For both, higher is better, and only integer scores are permitted.
Each individual will assign a Technology Score and Creativity Score to the results of all classmates. The scores given by one person to all results will be normalized. Then, the average of these normalized scores for each criterion will determine your final score.
Presentation Sessions
-
All sessions are mandatory. Your attendance will be checked at the beginning, middle, and end of each session.
-
Your camera and mic must be turned on all the time.
-
Find your poster BEFORE the sessions, and also check whether your camera and mic work, and you can share your screen.
-
You will play a role of a presenter in one session and a questioner in the other session. Odd number teams will present on Monday, and even number teams will present on Wednesday.
-
Each session will begin with a 1-minute pitch from the presenters.

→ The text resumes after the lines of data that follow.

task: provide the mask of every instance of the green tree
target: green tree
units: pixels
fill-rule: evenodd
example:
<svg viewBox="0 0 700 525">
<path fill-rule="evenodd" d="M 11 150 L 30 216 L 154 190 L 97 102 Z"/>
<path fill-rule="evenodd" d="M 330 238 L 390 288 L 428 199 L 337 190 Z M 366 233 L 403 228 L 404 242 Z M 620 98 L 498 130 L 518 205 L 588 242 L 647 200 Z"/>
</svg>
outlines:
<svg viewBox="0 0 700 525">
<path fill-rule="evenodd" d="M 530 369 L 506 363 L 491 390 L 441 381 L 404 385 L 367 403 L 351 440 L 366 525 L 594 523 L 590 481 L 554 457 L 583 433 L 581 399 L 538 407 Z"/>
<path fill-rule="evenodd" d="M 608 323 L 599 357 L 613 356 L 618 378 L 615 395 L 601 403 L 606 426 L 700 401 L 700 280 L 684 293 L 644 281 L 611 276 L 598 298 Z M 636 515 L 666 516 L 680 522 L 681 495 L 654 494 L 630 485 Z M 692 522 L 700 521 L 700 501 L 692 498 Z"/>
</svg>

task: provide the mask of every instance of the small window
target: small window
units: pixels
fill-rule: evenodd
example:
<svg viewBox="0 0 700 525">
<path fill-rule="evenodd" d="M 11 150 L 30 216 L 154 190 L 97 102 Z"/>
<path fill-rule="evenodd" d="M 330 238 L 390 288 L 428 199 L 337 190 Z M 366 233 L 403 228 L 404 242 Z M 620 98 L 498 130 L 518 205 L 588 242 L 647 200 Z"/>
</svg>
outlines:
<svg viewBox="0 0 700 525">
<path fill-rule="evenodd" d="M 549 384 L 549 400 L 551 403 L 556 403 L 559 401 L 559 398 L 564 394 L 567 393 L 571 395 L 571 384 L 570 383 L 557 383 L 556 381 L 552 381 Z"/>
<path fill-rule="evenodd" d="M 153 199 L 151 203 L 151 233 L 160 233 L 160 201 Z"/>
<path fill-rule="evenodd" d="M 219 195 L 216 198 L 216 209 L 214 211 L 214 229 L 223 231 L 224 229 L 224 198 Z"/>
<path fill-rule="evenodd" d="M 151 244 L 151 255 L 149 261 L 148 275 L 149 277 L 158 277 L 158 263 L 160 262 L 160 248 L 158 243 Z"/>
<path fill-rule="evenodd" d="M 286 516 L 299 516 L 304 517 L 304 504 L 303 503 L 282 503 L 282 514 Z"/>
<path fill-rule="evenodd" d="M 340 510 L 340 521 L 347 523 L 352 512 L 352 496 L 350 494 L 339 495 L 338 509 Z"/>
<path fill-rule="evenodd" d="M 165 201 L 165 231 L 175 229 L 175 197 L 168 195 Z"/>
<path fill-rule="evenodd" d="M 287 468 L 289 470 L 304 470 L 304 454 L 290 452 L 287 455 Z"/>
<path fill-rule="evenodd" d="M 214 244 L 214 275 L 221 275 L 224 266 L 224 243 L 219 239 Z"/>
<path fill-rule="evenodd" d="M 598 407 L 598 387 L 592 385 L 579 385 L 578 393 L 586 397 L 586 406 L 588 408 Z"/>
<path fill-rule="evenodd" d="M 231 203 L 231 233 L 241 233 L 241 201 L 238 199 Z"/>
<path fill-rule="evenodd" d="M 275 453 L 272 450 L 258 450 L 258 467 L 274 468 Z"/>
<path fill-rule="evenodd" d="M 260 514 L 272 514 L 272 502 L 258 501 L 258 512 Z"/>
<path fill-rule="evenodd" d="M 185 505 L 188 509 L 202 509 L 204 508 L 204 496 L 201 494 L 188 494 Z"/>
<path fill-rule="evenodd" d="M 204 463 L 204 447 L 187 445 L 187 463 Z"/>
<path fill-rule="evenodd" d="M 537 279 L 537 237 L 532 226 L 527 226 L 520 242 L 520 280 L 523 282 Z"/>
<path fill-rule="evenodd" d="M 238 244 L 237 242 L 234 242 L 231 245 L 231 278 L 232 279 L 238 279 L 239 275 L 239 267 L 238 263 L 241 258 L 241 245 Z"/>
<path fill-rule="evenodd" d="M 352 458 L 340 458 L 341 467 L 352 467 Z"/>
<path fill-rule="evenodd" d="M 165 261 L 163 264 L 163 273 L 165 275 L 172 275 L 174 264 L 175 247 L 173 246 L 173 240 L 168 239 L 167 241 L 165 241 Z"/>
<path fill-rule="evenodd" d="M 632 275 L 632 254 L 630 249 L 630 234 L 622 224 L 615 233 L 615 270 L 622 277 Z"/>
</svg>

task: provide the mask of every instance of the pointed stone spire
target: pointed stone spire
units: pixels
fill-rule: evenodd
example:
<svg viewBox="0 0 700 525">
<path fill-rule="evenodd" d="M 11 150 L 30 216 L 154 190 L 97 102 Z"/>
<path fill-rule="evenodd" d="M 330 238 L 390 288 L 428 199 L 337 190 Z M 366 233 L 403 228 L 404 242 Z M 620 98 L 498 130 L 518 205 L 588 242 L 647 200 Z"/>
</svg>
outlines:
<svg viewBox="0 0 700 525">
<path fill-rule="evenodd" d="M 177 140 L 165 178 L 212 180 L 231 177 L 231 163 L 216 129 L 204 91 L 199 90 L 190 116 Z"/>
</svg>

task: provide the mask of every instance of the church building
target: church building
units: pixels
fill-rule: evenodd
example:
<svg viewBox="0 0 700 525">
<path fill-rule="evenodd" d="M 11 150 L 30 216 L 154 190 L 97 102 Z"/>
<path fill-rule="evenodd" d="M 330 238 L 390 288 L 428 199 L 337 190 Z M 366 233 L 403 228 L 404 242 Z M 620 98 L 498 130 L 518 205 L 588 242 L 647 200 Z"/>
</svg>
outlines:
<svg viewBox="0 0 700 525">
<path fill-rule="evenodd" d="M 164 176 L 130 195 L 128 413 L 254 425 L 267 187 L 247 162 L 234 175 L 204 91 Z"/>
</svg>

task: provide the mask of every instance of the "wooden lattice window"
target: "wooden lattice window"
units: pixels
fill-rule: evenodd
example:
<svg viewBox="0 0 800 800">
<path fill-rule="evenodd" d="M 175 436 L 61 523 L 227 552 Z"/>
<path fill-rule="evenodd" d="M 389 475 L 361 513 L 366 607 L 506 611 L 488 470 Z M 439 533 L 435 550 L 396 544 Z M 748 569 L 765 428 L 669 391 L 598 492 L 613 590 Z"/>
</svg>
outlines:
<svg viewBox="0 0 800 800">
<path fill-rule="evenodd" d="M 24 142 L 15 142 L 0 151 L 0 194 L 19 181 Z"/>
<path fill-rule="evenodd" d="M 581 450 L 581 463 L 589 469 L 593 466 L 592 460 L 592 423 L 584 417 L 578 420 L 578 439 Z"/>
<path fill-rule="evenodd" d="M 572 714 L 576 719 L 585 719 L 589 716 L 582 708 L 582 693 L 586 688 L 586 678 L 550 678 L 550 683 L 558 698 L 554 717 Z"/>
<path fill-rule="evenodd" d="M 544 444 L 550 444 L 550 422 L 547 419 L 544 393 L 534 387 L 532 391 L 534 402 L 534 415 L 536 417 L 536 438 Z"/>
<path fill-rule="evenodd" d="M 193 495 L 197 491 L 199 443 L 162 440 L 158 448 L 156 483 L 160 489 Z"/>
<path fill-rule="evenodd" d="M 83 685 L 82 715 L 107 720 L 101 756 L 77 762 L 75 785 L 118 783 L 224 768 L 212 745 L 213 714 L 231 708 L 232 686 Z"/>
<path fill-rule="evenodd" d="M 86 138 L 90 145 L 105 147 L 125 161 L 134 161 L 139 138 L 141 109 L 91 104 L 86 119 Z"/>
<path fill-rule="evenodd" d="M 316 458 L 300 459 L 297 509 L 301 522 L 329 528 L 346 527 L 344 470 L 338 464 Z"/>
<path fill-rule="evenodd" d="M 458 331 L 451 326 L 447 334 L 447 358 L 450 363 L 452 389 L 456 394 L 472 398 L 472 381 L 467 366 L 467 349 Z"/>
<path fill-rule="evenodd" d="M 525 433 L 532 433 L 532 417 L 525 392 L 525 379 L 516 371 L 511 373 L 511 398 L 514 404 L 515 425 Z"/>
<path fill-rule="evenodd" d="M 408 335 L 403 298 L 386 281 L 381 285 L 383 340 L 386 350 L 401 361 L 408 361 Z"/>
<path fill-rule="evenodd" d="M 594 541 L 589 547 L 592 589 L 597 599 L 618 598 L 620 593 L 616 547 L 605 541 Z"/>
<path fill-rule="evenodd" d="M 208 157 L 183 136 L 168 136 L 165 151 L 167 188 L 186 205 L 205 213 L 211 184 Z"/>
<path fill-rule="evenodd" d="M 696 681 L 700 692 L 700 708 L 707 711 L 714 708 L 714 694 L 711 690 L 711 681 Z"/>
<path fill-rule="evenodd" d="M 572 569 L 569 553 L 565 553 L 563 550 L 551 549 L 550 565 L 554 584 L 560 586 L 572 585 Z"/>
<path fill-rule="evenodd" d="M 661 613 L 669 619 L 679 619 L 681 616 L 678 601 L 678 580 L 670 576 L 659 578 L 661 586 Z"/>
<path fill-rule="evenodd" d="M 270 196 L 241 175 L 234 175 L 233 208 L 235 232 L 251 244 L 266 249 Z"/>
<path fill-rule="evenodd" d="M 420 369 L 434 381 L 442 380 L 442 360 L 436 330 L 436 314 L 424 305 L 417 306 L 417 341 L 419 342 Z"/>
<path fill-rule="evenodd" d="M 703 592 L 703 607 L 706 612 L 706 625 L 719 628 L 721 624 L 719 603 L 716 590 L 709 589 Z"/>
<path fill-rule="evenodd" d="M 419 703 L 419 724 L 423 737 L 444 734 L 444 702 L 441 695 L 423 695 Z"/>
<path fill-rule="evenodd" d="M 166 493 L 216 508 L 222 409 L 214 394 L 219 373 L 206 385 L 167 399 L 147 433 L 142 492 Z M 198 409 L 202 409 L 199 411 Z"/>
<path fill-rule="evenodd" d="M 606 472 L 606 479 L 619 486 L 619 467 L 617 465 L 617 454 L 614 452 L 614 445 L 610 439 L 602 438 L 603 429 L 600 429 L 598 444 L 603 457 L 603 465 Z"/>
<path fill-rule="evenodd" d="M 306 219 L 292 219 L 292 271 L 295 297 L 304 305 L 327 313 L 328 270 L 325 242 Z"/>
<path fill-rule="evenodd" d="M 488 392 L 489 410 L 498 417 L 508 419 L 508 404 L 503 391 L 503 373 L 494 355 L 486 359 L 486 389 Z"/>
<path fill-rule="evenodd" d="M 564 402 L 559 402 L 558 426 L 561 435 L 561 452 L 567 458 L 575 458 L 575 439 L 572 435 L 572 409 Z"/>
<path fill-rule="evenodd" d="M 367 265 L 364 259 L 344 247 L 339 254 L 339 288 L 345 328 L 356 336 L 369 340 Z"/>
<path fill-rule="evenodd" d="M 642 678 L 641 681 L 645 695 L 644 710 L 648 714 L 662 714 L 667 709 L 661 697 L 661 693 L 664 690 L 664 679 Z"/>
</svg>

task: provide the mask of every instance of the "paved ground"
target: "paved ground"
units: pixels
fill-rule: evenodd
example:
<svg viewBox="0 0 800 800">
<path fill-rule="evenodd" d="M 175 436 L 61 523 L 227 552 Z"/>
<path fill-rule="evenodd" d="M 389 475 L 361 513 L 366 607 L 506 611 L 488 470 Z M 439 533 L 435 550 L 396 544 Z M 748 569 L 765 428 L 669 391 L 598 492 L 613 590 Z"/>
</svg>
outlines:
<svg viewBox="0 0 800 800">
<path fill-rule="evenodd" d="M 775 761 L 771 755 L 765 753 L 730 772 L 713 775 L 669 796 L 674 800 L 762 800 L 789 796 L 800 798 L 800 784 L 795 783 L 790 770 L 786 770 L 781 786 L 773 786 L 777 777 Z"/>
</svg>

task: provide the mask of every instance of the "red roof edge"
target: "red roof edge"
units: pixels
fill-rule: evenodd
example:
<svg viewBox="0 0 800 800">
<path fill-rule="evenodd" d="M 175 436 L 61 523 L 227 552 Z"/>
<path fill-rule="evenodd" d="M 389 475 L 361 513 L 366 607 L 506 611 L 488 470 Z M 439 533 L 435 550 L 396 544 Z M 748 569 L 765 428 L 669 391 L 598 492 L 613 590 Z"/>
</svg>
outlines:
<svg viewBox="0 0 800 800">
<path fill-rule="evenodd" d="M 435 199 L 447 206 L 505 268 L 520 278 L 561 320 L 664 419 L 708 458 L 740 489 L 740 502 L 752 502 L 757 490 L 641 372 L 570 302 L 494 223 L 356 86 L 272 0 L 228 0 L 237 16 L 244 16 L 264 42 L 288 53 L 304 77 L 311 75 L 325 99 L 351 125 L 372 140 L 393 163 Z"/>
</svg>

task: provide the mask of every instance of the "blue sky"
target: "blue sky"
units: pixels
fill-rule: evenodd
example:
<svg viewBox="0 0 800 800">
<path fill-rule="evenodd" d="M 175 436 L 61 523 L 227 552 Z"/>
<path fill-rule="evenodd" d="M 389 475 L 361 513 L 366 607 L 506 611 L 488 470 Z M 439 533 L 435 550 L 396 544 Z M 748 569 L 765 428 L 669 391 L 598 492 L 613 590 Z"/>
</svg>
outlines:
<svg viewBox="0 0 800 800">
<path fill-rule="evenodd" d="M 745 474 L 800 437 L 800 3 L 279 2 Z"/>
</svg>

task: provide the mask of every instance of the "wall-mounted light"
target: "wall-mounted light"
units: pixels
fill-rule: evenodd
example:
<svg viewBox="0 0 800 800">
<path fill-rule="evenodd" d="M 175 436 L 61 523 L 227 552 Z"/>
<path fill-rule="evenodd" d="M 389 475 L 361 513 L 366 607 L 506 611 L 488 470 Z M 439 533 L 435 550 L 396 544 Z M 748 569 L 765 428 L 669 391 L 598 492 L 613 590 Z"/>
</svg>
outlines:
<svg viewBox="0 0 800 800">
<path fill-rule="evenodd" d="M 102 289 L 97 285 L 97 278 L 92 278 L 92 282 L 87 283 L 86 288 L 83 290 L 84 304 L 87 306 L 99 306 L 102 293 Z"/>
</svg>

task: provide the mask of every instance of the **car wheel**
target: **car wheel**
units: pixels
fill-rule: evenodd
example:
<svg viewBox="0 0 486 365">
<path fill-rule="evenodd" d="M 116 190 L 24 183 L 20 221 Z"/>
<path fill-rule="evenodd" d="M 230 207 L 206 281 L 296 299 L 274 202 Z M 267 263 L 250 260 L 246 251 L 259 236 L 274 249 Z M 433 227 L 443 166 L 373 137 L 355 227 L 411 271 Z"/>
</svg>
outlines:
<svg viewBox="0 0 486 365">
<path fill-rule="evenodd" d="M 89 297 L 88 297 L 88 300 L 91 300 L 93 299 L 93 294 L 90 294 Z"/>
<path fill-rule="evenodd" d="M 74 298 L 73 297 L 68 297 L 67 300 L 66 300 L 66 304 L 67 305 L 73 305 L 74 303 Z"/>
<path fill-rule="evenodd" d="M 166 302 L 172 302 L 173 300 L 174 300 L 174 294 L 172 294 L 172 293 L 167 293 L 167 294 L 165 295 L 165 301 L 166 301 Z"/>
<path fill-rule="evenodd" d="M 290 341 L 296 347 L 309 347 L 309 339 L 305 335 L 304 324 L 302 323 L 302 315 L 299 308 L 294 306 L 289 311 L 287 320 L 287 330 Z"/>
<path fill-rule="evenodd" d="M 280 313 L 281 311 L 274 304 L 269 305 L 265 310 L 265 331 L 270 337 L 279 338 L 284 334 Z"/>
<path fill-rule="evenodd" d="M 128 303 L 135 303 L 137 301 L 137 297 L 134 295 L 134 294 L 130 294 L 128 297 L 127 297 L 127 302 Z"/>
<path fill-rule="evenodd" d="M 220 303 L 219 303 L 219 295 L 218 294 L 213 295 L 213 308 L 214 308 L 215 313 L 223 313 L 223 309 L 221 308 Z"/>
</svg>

When it's your turn, please follow these steps:
- Introduce your team (team ID and your names).
- Share your screen and present your poster in 1 minute.
-
In the session you present, you must be on standby in front of your poster during the entire session and wait for the questioners.
-
The instructor will stop by each poster with the schedule below (subject to change).
-
All discussions during the poster sessions must be done in English.
Grading
There is no late day. Submit on time.
Late submission: Zero score.
Missing any of video, 3D content, code/data, and write-up: Zero score.
Wrong format: 10% penalty for each.
Absence (at any time) at the sessions: 20% penalty for each session.
Turning off camera of mic: 20% penalty for each session.
Not staying at the poster during the presentation: 20% penalty.